Edvard Grieg: Peer Gynt Suite No.1
Many a TV advertisement (or, dare we say it, telephone on-hold service) has used the opening movement, Morning from Grieg’s Peer Gynt Suite No.1 to create a musical mood. The fourth movement depicting life In the Hall of the Mountain King, meanwhile, will forever be remembered by thousands as the Alton Towers theme tune. Grieg, however, had very different ideas at the forefront of his mind when he composed this glorious music.
The story behind Edvard Grieg's Peer Gynt
He had been asked by the playwright Henrik Ibsen to set to music his quintessentially Scandinavian play Peer Gynt.

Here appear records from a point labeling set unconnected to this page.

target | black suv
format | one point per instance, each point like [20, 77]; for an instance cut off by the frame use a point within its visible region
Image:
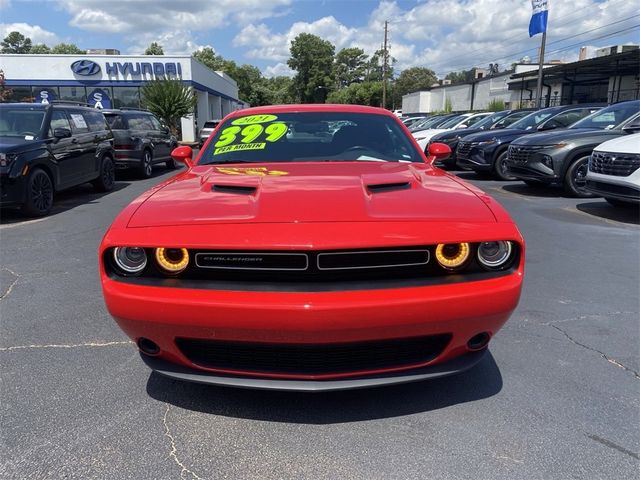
[51, 147]
[140, 140]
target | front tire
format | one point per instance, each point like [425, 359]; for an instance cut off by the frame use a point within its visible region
[107, 179]
[39, 195]
[500, 168]
[145, 170]
[575, 178]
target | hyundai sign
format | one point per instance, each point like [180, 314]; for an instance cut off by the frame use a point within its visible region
[85, 68]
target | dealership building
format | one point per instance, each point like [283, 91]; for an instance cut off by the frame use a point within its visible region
[114, 81]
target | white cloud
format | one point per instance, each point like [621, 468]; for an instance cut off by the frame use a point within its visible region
[451, 35]
[36, 33]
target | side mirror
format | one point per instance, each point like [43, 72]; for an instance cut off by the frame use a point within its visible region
[438, 151]
[61, 133]
[183, 154]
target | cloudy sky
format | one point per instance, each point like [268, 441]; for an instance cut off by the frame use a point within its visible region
[444, 35]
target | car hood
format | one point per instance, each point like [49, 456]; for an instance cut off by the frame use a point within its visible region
[310, 192]
[502, 135]
[580, 135]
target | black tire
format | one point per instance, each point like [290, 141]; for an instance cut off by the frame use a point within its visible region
[39, 194]
[500, 169]
[145, 169]
[619, 203]
[107, 179]
[533, 183]
[575, 178]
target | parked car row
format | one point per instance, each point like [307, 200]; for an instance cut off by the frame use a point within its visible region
[46, 148]
[552, 146]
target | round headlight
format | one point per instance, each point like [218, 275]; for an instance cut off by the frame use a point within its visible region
[452, 255]
[172, 260]
[494, 254]
[130, 259]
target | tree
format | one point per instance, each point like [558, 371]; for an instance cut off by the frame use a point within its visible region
[15, 42]
[460, 77]
[350, 66]
[40, 48]
[68, 49]
[169, 100]
[312, 59]
[154, 49]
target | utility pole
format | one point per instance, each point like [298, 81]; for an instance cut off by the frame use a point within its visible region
[541, 62]
[385, 59]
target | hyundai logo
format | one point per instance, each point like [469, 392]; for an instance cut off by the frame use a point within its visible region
[85, 68]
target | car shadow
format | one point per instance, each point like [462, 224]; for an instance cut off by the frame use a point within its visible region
[482, 381]
[63, 201]
[602, 209]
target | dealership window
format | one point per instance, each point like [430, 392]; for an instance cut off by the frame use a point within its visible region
[126, 97]
[19, 94]
[45, 94]
[77, 94]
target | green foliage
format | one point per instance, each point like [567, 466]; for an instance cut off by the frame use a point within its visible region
[366, 93]
[15, 42]
[448, 105]
[68, 49]
[154, 49]
[169, 100]
[350, 66]
[40, 48]
[496, 105]
[460, 77]
[312, 59]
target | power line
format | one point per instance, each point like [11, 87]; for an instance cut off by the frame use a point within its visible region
[534, 49]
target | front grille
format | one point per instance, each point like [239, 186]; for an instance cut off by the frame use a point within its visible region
[314, 359]
[462, 152]
[616, 164]
[520, 154]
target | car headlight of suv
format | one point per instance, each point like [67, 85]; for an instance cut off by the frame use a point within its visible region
[6, 159]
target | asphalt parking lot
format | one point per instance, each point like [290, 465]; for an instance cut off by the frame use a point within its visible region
[556, 398]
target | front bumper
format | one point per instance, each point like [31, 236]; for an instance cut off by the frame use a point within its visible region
[626, 189]
[165, 315]
[452, 367]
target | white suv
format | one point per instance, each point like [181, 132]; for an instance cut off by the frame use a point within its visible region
[614, 170]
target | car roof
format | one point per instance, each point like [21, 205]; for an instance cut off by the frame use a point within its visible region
[306, 108]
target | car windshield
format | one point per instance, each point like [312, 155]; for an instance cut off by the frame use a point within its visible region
[452, 122]
[115, 121]
[21, 122]
[532, 120]
[309, 137]
[609, 117]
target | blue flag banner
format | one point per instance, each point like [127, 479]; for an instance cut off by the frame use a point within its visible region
[538, 22]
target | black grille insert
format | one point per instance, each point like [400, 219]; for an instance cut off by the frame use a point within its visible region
[312, 358]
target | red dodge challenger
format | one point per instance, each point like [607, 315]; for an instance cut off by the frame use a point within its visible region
[311, 247]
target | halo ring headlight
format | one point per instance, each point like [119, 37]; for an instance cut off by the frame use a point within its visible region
[494, 254]
[452, 255]
[130, 260]
[172, 260]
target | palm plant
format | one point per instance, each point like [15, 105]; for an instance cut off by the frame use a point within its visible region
[169, 100]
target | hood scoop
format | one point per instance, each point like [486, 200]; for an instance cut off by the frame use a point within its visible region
[238, 189]
[388, 187]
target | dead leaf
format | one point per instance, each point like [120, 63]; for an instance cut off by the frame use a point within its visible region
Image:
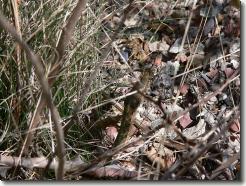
[176, 47]
[181, 57]
[185, 120]
[235, 126]
[228, 72]
[195, 131]
[111, 171]
[184, 89]
[111, 132]
[158, 61]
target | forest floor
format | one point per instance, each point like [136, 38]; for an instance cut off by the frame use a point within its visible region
[133, 90]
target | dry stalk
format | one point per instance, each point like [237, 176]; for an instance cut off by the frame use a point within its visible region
[46, 92]
[63, 42]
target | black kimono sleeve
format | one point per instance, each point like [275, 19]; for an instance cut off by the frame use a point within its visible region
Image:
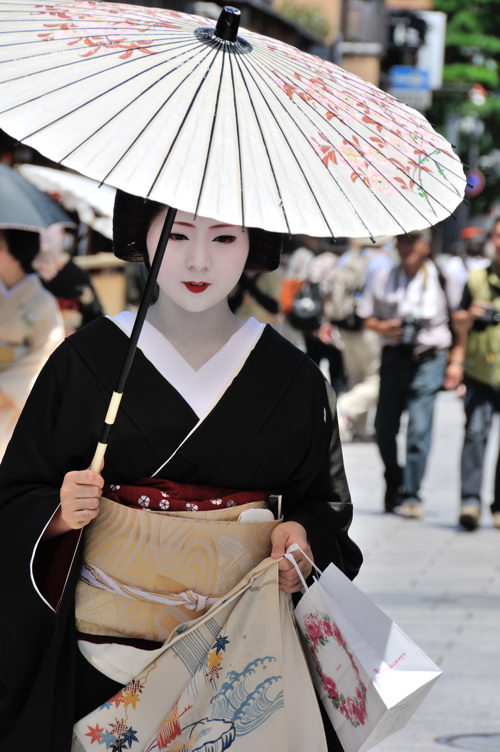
[327, 510]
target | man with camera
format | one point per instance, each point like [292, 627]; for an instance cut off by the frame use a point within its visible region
[407, 306]
[476, 359]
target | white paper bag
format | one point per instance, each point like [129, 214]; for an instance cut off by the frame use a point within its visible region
[370, 675]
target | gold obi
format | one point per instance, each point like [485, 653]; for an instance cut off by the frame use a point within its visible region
[146, 572]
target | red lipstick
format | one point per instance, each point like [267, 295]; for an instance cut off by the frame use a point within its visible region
[196, 286]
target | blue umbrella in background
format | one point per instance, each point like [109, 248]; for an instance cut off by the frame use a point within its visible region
[25, 207]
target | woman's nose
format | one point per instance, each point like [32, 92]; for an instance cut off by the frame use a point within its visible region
[199, 257]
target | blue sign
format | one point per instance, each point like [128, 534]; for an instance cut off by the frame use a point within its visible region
[408, 77]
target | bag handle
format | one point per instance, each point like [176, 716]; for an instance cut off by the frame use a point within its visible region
[288, 555]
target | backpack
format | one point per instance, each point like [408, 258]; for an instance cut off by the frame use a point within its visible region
[307, 308]
[346, 284]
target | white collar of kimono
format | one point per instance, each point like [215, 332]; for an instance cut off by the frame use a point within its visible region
[6, 292]
[201, 388]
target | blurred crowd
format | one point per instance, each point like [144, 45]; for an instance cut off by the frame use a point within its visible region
[392, 325]
[44, 296]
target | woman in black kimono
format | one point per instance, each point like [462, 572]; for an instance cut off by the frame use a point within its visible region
[209, 402]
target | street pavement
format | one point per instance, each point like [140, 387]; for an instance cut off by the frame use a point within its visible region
[440, 584]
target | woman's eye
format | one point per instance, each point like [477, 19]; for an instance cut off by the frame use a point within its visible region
[225, 238]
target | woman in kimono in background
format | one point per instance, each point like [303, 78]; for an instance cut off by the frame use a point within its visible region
[216, 416]
[30, 325]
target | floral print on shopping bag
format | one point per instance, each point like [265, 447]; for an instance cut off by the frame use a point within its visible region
[329, 651]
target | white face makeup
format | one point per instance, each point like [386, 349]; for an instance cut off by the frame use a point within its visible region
[204, 260]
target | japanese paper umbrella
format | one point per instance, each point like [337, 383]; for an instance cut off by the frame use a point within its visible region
[224, 124]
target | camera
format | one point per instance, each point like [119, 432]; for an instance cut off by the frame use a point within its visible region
[409, 329]
[490, 317]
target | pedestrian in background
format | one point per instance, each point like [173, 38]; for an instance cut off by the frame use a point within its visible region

The composer responded by creating a collection of tableaux, some of which were later formed into two separate suites. He didn’t have much faith in them, feeling under pressure from Ibsen to come up with the melodies as quickly as possible, but they were received with huge enthusiasm by the Norwegian audiences of his day.
Given that the two suites are the composer’s own distillation of the best melodies from the play, it’s not surprising that they quickly became more popular than the complete score for Peer Gynt. Indeed, that very score wasn’t even published in Grieg’s own lifetime, finally becoming available in 1908, the year after the composer’s death.
Recommended Recording
Estonian National Symphony Orchestra; Paavo Järvi (conductor). Virgin Classics: 5457222.